If there is one picture we’ve posted, and we’ve posted it several times, that encapsulates 2012, it is this one. Think Ernie as the allegory for the fiscal and monetary policymakers across almost all developed countries.
Let’s give them credit for stabilizing the financial and economic crisis — which they helped cause, by the way – but in terms of fixing the problems and implementing the necessary structural reforms? A big FAIL!
In our days at the World Bank, when working with troubled economies that had been been cut off by the financial markets we followed a two step process. First, the IMF would move in and try to stabilize an imbalanced economy through fiscal and monetary reform. Then the World Bank would come in and help the country implement structural reforms, such as fixing their pension system and labor markets. These SALs, or structural adjustment loans, were an aside from the Bank’s normal infrastructure lending.

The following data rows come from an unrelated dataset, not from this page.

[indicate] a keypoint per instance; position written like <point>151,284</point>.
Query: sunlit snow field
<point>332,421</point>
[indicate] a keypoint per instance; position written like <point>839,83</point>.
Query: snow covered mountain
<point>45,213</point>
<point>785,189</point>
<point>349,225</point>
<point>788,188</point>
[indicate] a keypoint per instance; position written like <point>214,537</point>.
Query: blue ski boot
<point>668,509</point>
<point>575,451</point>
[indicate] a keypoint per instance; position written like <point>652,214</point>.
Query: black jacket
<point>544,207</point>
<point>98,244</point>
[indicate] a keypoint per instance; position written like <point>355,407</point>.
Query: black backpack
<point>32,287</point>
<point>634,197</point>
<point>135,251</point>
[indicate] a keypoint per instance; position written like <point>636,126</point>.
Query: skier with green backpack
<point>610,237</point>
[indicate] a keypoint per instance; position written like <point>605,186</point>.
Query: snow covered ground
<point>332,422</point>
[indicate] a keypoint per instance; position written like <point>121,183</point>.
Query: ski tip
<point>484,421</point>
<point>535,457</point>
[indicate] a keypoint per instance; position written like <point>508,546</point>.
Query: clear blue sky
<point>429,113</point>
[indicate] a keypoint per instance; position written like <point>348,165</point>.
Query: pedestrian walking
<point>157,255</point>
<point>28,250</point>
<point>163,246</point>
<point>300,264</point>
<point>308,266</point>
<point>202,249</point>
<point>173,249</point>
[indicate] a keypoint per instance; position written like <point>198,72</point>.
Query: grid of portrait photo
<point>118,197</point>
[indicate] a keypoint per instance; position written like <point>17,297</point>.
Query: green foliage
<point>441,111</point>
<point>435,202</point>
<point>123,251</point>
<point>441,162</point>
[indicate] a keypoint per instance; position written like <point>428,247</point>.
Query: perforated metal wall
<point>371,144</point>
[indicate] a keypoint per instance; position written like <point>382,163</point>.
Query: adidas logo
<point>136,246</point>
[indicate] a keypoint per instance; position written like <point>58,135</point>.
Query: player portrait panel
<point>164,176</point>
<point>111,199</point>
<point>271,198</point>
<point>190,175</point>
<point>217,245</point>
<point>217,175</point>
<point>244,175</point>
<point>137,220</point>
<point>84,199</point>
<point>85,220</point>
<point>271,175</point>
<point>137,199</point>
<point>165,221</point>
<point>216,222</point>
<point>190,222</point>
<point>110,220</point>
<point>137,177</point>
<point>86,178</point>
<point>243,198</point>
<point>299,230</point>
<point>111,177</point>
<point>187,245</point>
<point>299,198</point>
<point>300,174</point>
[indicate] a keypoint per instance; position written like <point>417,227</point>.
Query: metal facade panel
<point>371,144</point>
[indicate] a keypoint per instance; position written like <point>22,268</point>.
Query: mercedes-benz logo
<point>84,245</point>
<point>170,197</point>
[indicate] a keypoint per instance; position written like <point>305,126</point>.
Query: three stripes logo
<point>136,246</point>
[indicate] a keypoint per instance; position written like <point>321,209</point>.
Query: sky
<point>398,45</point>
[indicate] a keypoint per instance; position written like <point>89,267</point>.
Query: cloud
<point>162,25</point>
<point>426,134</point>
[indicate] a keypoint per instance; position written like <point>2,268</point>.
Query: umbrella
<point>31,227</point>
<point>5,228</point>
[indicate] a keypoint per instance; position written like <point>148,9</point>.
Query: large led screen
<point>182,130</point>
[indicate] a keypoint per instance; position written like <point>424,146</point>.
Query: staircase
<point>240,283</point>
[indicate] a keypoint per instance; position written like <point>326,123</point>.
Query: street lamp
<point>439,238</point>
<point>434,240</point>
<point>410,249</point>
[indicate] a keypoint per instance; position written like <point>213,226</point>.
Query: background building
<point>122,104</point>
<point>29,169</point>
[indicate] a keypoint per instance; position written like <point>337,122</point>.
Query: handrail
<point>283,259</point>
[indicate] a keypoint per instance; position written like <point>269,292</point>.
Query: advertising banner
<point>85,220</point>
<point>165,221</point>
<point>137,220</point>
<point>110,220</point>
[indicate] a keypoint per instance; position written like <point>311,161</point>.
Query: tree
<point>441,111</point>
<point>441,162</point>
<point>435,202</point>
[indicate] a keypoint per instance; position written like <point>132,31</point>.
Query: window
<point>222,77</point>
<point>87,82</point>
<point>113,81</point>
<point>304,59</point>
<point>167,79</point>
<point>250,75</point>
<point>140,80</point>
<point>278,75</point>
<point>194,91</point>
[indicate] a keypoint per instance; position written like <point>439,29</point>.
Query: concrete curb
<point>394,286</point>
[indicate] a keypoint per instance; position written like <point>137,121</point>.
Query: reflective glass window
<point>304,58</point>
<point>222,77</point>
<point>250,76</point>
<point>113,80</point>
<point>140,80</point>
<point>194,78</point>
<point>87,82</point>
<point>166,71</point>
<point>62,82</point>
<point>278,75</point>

Chile was our baby in the mid-1980′s and is now a economic superstar. They took the painful and necessary steps to reform their economy and pension system. We were also privileged to work with Poland as an economic and financial adviser in the early-1990′s when they were coming out of communism and restructuring their external debt. Poland is now a economic superstar.
The U.S., Japan, France, the U.K. could learn from Chile and Poland.
We expect more absurd policies, motivated by political pain aversion, to be floated, tested, and implemented over the next few years that will increase systemic risk and geopolitical tensions.
Massive monetization? Central banks canceling debt? Currency wars?
Japan may be the first test. Think collapse of money demand and potential hyperinflation. Imagine the contagion when the “printing money fixes all” meme collapses.
Yeah, yeah, yeah… look at excess capacity. That’s not the issue. Japan has structural issues that won’t be fixed by more money printing and stability of the money demand function will be the real issue. We rarely hear the point even raised, much less discussed. Well, maybe once or twice.
Only when markets revolt will the policymakers in these countries get serious about structural reform, in our opinion. The political systems lack leadership and seem to be corrupted by special interests to deal with the real issues and long-term fixes.
Were glad it looks they averted the cold turkey or crash adjustment shock, which surely would have caused a recession, but we’re disheartened Washington doesn’t have it within them to implement a glide path to structural adjustment. They just won’t learn or heed the words of Alan Greenspan during the Asian crisis in the late 1990′s,
Reality eventually replaces hope, and the cost of the delay is a more abrupt and disruptive adjustment than would have been required if action had been more pre-emptive.
Have a great, safe and sober New Year, happy compotations tonight, and we will see you back here in the Year of the Rat!
Ernest Hemingway “kicking the can down the road.”